Father Thomas Keating in commenting on the insights of Saint John of the Cross, tells us that “silence is God’s first language.” You will realize how true this is if you stick with contemplative prayer. However, when you first start practicing this type of prayer you can be in a completely silent room and experience a great deal of noise. Despite wanting to be silent, our minds seem to want anything but. This, and falling asleep, are common obstacles everyone struggles with in the beginning.
So how do we stop thoughts? We do not even try! The more we try to stop thoughts the more they will come. Trying to stop thoughts is like wrestling with the pig. As the saying goes, you get dirty and the pig seems to like it. So what are we doing with this type of prayer? We are learning to ignore thoughts. When we quit paying so much attention to thoughts, they subside. We focus on short prayers, the breath, bodily sensations, or sounds and keep returning to our object of focus every time we notice our attention has drifted. Eventually, we will learn to sit with an alert awareness of nothing at all. We will rest with our attention “de-focused”. Instead of focusing on thought, or thoughts about things of the world, we will let our attention rest at its source (the center of our being). Contemplatives call this resting in God. Habit will always try to pull us away from our center and back out to our thoughts. We learn to surrender over and over again, each time de-focusing back to our center, and we begin to understand what Jesus meant by the peace that surpasses all understanding.

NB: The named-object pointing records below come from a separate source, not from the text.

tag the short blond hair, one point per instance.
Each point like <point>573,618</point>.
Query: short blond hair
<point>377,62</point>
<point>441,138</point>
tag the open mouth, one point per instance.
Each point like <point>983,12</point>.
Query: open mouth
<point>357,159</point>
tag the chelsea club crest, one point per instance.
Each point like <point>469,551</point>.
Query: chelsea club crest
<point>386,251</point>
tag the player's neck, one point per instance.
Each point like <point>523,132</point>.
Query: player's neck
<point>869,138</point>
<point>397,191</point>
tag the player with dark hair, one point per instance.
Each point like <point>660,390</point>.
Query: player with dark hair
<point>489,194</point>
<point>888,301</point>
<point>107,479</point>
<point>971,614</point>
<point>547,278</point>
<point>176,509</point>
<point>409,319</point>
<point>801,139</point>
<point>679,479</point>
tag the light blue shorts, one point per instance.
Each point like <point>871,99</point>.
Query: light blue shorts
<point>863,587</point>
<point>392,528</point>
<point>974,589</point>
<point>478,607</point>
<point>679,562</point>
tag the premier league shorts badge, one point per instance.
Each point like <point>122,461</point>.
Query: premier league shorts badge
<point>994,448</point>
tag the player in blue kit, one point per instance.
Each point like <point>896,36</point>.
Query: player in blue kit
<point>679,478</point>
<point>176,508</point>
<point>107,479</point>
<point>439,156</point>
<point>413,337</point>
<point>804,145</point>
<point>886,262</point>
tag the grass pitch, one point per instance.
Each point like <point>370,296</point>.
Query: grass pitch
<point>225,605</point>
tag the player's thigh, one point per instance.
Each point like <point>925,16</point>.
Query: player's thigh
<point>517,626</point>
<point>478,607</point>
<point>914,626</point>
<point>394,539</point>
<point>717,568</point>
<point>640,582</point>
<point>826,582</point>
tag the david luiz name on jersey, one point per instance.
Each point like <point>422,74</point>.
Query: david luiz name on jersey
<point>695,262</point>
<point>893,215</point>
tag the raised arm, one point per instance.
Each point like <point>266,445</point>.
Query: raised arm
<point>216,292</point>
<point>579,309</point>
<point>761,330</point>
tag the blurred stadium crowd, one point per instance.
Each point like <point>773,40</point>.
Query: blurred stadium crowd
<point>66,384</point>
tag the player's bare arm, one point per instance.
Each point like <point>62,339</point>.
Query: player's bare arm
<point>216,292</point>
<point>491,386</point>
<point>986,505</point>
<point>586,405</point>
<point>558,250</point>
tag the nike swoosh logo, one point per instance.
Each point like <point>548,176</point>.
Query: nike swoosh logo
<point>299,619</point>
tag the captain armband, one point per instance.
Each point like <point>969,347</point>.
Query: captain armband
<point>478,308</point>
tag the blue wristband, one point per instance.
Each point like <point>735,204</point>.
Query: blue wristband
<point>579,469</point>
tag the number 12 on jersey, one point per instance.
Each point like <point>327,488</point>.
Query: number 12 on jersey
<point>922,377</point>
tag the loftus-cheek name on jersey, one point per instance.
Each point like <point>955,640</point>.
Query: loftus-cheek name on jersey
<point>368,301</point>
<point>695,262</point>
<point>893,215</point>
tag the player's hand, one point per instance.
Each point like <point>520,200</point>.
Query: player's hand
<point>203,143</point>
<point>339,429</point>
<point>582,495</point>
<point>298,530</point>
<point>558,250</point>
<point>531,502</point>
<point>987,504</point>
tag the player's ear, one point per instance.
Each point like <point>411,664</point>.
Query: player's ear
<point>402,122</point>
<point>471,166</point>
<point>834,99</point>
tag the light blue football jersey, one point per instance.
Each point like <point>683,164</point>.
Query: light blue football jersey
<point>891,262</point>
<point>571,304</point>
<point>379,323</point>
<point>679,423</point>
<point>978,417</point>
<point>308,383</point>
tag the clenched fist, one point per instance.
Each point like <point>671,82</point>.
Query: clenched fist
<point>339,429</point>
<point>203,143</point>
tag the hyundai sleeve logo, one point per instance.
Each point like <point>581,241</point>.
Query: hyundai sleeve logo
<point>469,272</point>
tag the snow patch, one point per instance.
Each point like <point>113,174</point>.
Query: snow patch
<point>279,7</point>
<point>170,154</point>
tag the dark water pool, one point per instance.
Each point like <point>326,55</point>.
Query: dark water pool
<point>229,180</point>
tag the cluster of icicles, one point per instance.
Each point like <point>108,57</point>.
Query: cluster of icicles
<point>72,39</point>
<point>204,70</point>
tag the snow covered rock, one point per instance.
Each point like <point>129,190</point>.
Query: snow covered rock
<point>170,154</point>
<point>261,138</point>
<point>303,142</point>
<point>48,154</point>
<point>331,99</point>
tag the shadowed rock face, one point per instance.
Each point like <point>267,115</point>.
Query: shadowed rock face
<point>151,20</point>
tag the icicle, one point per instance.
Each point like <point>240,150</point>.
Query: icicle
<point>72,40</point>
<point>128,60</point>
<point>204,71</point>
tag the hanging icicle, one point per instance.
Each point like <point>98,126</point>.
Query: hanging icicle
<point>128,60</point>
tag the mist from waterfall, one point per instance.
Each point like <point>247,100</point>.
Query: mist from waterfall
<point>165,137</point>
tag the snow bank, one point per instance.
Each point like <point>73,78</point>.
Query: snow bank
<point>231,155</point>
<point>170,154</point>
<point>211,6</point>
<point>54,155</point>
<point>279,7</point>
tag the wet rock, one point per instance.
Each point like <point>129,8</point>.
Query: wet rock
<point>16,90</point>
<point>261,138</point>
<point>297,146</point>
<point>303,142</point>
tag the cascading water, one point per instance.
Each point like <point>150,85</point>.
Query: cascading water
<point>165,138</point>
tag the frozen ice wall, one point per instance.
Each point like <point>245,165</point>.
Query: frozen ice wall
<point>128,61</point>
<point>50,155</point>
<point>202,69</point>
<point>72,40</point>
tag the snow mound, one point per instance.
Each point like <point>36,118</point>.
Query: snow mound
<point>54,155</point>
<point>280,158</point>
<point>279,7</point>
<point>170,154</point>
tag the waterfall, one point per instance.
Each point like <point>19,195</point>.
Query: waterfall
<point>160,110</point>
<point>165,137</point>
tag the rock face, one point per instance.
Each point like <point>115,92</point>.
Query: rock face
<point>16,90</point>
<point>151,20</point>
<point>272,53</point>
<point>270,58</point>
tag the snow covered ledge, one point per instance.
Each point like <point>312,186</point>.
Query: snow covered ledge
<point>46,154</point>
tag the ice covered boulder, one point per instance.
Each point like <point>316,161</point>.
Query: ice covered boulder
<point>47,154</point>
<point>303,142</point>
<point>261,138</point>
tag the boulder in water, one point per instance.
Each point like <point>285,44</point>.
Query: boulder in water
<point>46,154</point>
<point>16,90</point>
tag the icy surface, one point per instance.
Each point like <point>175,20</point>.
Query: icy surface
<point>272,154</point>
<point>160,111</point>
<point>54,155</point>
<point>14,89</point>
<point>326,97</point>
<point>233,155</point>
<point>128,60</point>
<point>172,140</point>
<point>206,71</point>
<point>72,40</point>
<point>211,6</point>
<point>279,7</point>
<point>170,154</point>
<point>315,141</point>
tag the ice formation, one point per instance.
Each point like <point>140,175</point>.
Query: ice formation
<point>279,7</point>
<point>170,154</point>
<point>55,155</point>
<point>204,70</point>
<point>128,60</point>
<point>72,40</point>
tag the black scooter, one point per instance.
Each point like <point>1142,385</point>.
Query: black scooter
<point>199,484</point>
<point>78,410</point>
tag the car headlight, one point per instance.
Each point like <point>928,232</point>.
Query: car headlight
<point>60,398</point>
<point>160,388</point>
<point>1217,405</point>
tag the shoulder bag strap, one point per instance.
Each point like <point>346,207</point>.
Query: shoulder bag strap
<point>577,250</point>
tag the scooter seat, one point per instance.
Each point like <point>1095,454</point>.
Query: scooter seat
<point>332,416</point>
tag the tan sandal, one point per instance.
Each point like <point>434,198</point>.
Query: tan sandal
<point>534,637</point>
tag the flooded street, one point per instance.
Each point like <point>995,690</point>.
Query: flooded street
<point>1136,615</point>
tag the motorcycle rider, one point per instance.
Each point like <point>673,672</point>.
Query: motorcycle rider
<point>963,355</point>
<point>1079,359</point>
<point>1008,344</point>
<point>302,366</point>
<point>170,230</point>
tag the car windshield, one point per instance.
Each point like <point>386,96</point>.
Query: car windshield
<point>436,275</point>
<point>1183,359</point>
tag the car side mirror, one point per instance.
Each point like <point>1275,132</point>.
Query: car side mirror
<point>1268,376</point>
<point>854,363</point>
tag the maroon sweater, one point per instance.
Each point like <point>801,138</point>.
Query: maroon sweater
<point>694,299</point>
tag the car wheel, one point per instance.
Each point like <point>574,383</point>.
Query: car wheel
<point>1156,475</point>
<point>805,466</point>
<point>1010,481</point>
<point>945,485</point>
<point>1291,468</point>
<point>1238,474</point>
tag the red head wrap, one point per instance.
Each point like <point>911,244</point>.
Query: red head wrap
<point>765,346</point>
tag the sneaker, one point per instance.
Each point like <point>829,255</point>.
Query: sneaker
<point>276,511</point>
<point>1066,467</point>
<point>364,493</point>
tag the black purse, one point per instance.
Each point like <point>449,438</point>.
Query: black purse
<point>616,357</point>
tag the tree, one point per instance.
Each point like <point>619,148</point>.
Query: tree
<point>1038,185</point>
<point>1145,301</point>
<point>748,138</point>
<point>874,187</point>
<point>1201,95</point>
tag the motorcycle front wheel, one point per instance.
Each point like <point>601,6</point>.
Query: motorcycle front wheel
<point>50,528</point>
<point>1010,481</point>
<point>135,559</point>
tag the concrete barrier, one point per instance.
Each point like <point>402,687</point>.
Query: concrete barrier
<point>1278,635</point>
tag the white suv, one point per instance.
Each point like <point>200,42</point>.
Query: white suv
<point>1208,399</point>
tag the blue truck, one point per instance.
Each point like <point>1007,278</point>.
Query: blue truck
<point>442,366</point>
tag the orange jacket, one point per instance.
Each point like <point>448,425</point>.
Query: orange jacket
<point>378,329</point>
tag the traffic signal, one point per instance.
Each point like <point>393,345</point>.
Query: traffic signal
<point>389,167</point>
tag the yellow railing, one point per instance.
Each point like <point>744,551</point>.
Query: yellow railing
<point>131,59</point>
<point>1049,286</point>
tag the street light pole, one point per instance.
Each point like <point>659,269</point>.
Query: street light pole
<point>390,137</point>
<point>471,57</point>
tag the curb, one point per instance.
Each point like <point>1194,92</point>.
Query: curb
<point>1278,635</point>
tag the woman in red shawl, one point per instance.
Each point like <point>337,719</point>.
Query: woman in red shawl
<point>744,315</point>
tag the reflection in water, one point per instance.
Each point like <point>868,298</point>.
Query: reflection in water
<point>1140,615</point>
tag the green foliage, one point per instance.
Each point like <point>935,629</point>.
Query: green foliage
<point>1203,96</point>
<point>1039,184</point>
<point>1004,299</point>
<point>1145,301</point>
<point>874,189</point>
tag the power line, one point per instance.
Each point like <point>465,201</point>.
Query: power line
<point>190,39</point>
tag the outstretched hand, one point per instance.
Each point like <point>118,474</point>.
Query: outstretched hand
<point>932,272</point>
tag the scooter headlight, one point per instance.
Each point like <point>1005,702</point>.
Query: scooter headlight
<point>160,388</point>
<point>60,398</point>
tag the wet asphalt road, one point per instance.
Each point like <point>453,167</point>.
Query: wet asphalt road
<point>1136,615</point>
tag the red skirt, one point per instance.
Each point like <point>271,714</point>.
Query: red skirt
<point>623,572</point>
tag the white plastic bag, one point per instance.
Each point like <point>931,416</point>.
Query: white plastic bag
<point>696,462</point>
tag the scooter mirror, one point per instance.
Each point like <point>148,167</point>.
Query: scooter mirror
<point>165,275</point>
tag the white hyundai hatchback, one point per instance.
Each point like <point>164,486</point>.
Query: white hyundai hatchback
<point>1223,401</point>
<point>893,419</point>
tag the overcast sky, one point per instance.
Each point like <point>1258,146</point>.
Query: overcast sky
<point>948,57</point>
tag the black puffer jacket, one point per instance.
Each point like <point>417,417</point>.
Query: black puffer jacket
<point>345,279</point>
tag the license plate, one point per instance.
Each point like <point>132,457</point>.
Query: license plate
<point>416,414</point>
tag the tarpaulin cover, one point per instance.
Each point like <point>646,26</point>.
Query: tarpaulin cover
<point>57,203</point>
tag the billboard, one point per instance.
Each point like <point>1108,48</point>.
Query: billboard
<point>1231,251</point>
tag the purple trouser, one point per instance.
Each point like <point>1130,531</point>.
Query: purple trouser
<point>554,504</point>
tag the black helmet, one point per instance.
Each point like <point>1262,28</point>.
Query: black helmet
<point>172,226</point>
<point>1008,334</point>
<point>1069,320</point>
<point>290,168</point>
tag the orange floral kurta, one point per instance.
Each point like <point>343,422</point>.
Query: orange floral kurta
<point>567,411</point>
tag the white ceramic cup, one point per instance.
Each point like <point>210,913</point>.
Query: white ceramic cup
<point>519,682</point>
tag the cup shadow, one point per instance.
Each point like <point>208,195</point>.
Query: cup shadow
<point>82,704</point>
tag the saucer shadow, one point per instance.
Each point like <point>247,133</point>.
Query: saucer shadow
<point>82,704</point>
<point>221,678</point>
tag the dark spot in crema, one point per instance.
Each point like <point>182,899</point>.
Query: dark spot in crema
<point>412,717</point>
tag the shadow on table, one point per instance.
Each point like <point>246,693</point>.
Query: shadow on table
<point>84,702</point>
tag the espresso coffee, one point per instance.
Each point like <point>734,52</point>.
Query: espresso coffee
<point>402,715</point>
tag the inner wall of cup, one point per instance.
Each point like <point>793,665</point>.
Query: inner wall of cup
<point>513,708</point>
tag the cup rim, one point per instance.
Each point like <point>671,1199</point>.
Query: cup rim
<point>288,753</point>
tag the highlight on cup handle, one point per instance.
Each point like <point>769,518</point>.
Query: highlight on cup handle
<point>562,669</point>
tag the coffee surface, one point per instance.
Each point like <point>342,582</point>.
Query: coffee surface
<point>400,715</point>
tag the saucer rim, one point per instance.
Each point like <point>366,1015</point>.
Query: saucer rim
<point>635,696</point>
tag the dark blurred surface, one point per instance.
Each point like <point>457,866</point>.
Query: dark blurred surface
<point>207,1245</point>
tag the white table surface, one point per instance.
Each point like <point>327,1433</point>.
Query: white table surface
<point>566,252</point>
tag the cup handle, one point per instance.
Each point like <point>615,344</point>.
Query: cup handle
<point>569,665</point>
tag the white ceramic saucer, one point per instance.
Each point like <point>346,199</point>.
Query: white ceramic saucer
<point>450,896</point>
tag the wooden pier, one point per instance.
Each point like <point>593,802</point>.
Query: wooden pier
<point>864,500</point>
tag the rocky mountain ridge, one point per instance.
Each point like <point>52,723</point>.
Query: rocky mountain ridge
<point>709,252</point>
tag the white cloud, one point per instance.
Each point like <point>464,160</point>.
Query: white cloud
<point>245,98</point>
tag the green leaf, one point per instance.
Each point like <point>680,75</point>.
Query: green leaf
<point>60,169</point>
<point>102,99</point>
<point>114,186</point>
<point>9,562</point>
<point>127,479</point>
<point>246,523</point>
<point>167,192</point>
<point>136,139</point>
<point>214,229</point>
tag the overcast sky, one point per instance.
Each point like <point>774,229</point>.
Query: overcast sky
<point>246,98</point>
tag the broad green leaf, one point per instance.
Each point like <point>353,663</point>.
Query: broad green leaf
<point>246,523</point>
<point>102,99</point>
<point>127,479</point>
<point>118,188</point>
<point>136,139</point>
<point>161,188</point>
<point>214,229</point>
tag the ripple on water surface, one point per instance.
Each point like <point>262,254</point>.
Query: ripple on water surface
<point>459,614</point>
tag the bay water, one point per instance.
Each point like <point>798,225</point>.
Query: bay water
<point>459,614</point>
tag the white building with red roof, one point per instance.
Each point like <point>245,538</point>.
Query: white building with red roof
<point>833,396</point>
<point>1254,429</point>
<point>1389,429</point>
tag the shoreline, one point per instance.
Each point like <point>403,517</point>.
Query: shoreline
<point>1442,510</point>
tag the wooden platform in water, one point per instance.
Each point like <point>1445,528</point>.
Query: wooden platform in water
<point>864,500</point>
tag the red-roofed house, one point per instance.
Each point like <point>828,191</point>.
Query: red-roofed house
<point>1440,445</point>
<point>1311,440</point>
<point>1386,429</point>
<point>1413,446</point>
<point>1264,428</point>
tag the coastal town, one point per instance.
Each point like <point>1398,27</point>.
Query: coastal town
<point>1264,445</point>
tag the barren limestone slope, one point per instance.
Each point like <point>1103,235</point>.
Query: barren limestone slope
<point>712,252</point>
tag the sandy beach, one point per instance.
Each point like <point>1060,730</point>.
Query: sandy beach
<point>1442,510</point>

Let us turn to our old friend Brother Lawrence for insight on this matter:
“…you are not the only one that is troubled with wandering thoughts. Our mind is extremely roving; but as the will is mistress of all our faculties, she must recall them, and carry them to God as their last end. When the mind, for want of being sufficiently reduced by recollection, at our first engaging in devotion, has contracted certain bad habits of wandering and dissipation, they are difficult to overcome, and commonly draw us, even against our wills, to things of the earth. I believe one remedy for this is to confess our faults and to humble ourselves before God… Hold yourself in prayer before God like a dumb or paralytic beggar at a rich man’s gate. If [your mind] sometimes wanders and withdraws itself from Him, do not much disquiet yourself for that; trouble and disquiet serve rather to distract the mind than to re-collect it; the will must bring it back in tranquility. If you persevere in this manner, God will have pity on you.”
Lenten Action
Practice your daily meditation and contemplative prayer as instructed in the Practical Instructions for Practicing the Presence of God (PIPPG) booklet or in such a manner as you feel compelled. After your silent prayer session, re-read this email and rest with it for a while. At times other than dedicated prayer, practice God’s Presence as suggested above and in the PIPPG booklet.
Today is not a Fast day, but if you have a mind to abstain from a favorite food or drink, please do so as a means of strengthening your will power. Remember not to watch TV, or use your computer or your phone to access social media, computer games, or other unnecessary apps.